VOLUME III - Capítulo XVII


Santo Agostinho, na sua obra "A Cidade de Deus" ("De Civitate Dei"), explora
profundamente a origem da paz e da discórdia entre a Cidade Celeste e a Cidade Terrestre.
Essas cidades representam, para Agostinho, duas esferas distintas: uma espiritual e divina
(Cidade Celeste) e outra secular e temporal (Cidade Terrestre).

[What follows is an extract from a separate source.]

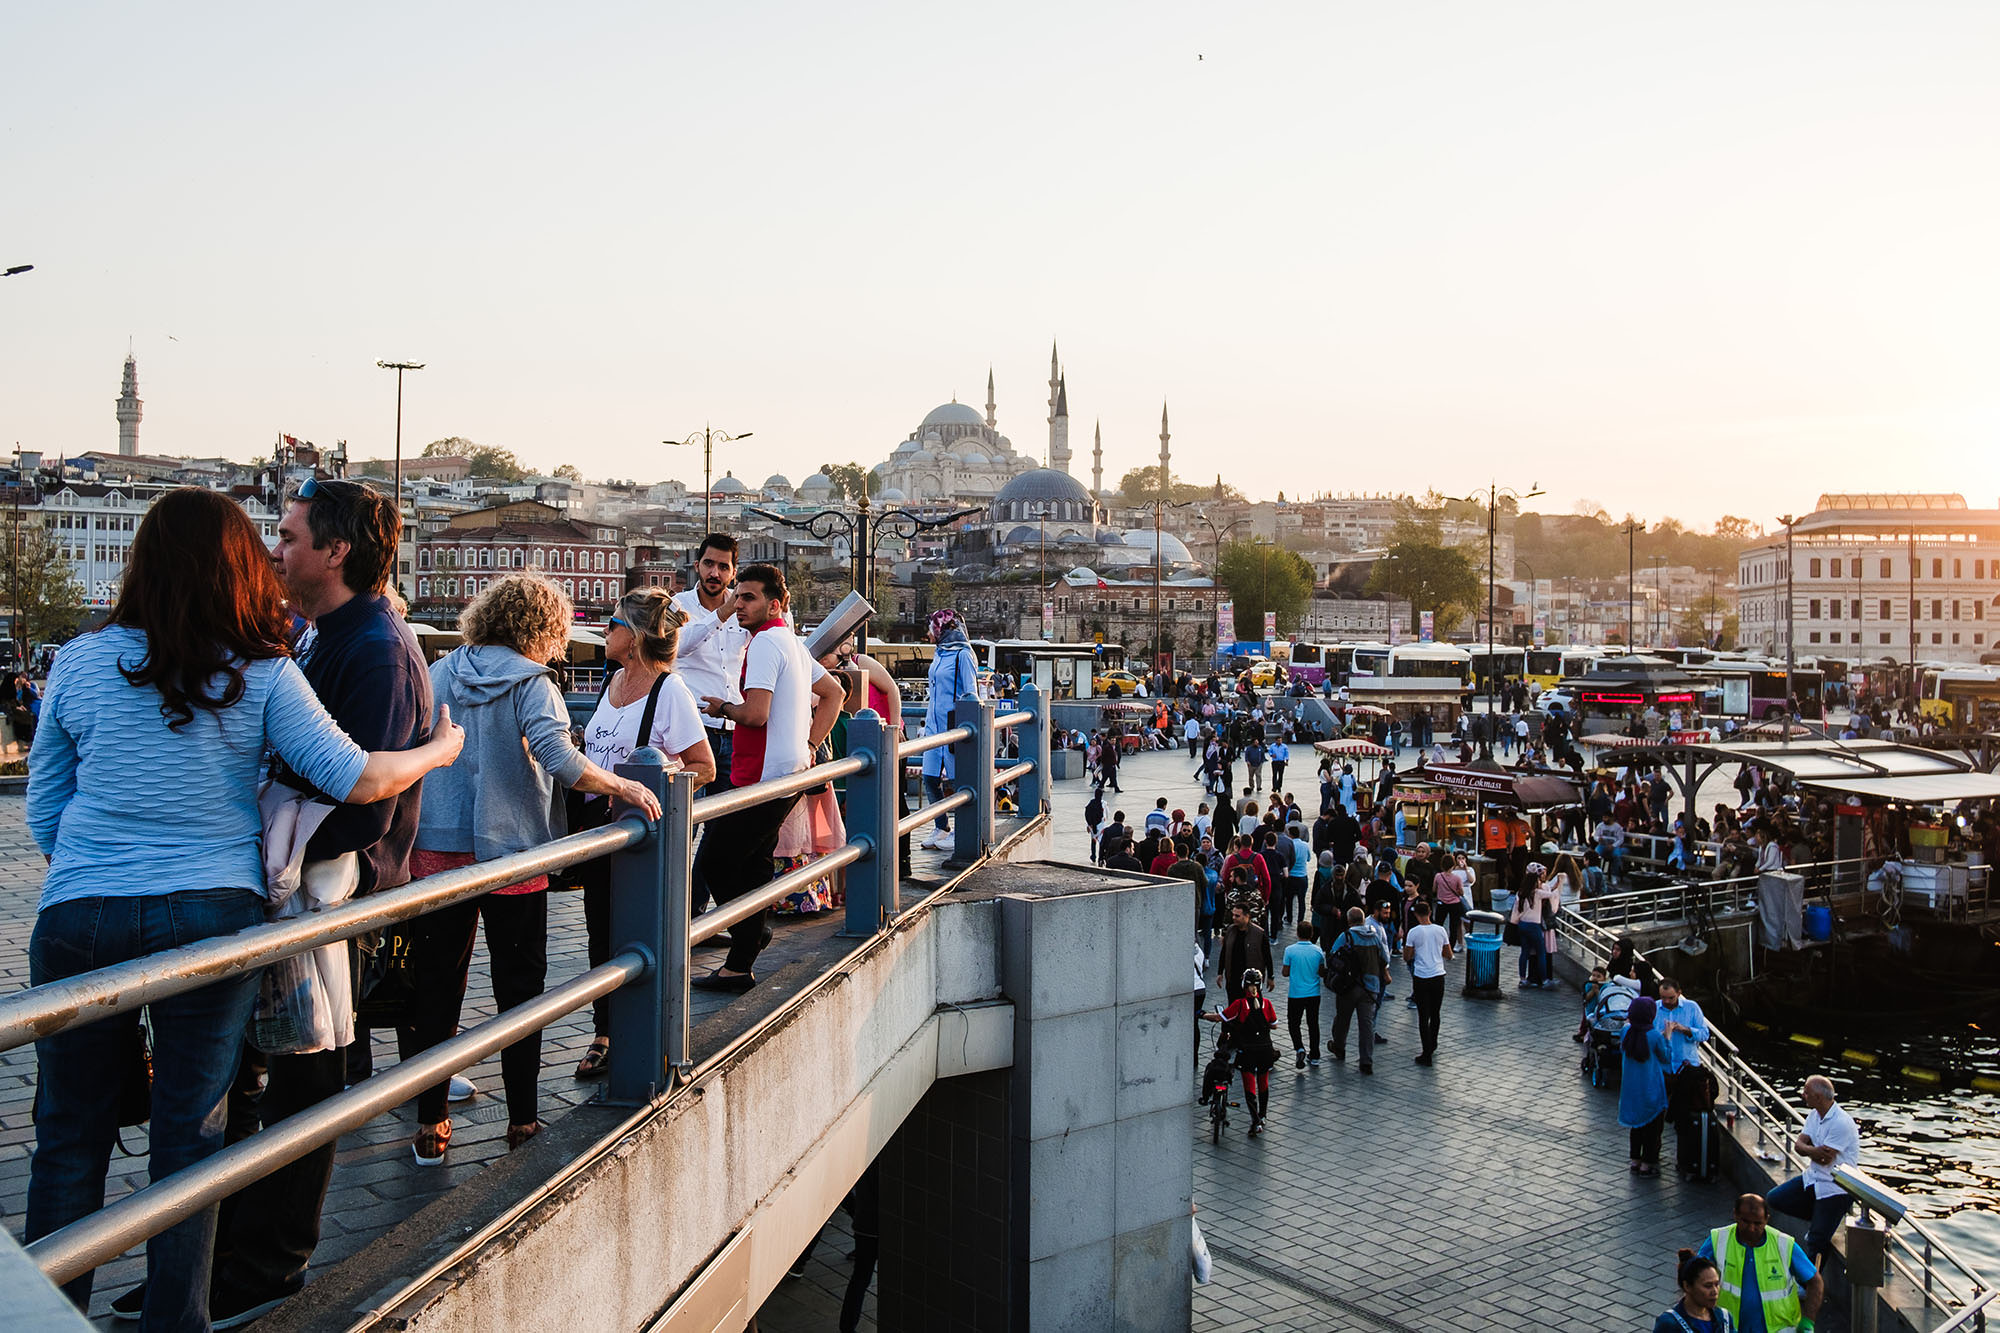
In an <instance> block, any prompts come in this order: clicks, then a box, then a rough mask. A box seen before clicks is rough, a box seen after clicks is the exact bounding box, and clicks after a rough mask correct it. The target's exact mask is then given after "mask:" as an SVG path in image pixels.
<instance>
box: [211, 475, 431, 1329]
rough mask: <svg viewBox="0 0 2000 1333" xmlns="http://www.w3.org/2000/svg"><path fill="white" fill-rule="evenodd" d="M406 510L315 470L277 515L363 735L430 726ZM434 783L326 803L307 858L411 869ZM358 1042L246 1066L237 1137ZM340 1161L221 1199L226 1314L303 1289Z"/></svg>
mask: <svg viewBox="0 0 2000 1333" xmlns="http://www.w3.org/2000/svg"><path fill="white" fill-rule="evenodd" d="M400 534H402V518H400V516H398V512H396V502H394V500H390V498H388V496H384V494H378V492H376V490H374V488H372V486H364V484H360V482H348V480H320V478H312V480H306V482H302V484H300V486H298V490H296V492H294V496H292V504H290V506H288V508H286V512H284V518H282V520H280V522H278V550H276V560H278V572H280V576H282V578H284V588H286V596H288V598H290V602H292V608H294V610H296V612H298V614H300V616H304V618H306V620H308V622H310V626H308V628H306V630H304V632H302V634H300V636H298V644H296V648H294V650H296V652H298V667H300V671H302V673H304V675H306V681H308V683H310V685H312V693H314V695H318V699H320V703H322V705H326V711H328V713H330V715H332V717H334V721H336V723H340V729H342V731H346V733H348V735H350V737H354V743H356V745H360V747H362V749H370V751H374V749H384V751H388V749H412V747H416V745H422V741H424V737H428V735H430V733H428V727H430V713H432V699H430V673H428V671H426V669H424V654H422V650H420V648H418V644H416V634H414V630H412V628H410V626H408V624H406V622H404V618H402V614H400V612H398V610H396V602H394V600H392V596H390V592H388V584H390V574H392V572H394V568H396V550H398V542H400ZM420 809H422V789H420V787H418V789H410V791H406V793H404V795H400V797H398V799H396V801H392V803H386V805H368V807H356V805H344V807H340V809H336V811H334V813H332V815H328V817H326V823H322V825H320V831H318V833H314V835H312V843H308V847H306V861H308V863H318V861H338V859H346V857H350V855H352V857H354V873H356V887H354V897H362V895H368V893H376V891H382V889H398V887H402V885H406V883H410V847H412V845H414V843H416V823H418V813H420ZM360 1037H362V1039H360V1041H354V1043H348V1047H346V1049H334V1051H308V1053H296V1055H272V1057H268V1059H266V1061H264V1063H266V1071H268V1073H266V1079H264V1091H262V1093H256V1083H254V1077H250V1067H248V1059H250V1053H248V1049H246V1053H244V1061H246V1075H244V1077H240V1079H238V1081H236V1087H234V1089H232V1093H230V1127H228V1133H226V1137H228V1139H230V1141H236V1139H238V1137H242V1133H246V1131H250V1129H254V1127H256V1125H262V1127H264V1129H270V1127H272V1125H276V1123H278V1121H282V1119H286V1117H290V1115H298V1113H300V1111H306V1109H308V1107H314V1105H318V1103H322V1101H326V1099H328V1097H332V1095H336V1093H340V1089H342V1087H346V1085H348V1083H354V1081H358V1079H362V1077H366V1073H368V1067H370V1063H372V1061H370V1059H368V1057H370V1049H372V1047H370V1041H368V1035H366V1033H362V1035H360ZM332 1175H334V1145H332V1143H326V1145H322V1147H318V1149H314V1151H312V1153H306V1155H304V1157H300V1159H298V1161H292V1163H288V1165H284V1167H278V1169H276V1171H272V1173H270V1175H266V1177H264V1179H260V1181H252V1183H250V1185H246V1187H244V1189H242V1191H238V1193H236V1195H234V1197H230V1199H224V1201H222V1211H220V1223H218V1231H216V1273H214V1281H216V1291H214V1301H212V1307H214V1313H216V1317H218V1319H226V1317H240V1315H242V1313H244V1311H254V1309H268V1307H272V1305H276V1303H278V1301H282V1299H284V1297H288V1295H290V1293H292V1291H298V1287H300V1283H304V1279H306V1263H308V1261H310V1259H312V1251H314V1249H316V1247H318V1243H320V1209H322V1205H324V1201H326V1187H328V1183H330V1181H332Z"/></svg>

A paz na Cidade Celeste origina-se da harmonia com a vontade divina e da procura
pela comunhão com Deus. A virtude e a luta pela justiça são fundamentais para a
tranquilidade e harmonia na Cidade Celeste. A discórdia na Cidade Celeste pode surgir
da queda humana e da rebelião contra a vontade divina. Agostinho reflete sobre como os
anjos caídos, liderados por Lúcifer, desafiaram Deus, criando assim uma discórdia
celestial. Na Cidade Terrestre, a paz pode ser alcançada por meio da justiça temporal,
ordem política e busca por harmonia social. Agostinho reconhece que existe uma paz
externa, resultante da estabilidade política e social, mas ela não é comparável à paz
celestial. A discórdia, por outro lado, na Cidade Terrestre surge da exploração
desenfreada por prazeres mundanos, do desejo desenfreado de poder e riqueza, bem como
da competição egoísta entre indivíduos e comunidades.
O conceito de pecado original, central na teologia agostiniana, destaca a herança
do pecado de Adão e Eva, que afeta toda a humanidade. Esse pecado introduziu a
inclinação humana para o egoísmo, a desordem moral e a busca por objetivos contrários
à vontade divina. A paz verdadeira só pode ser alcançada através da redenção e da
transformação interior, levando os indivíduos de volta à harmonia com Deus.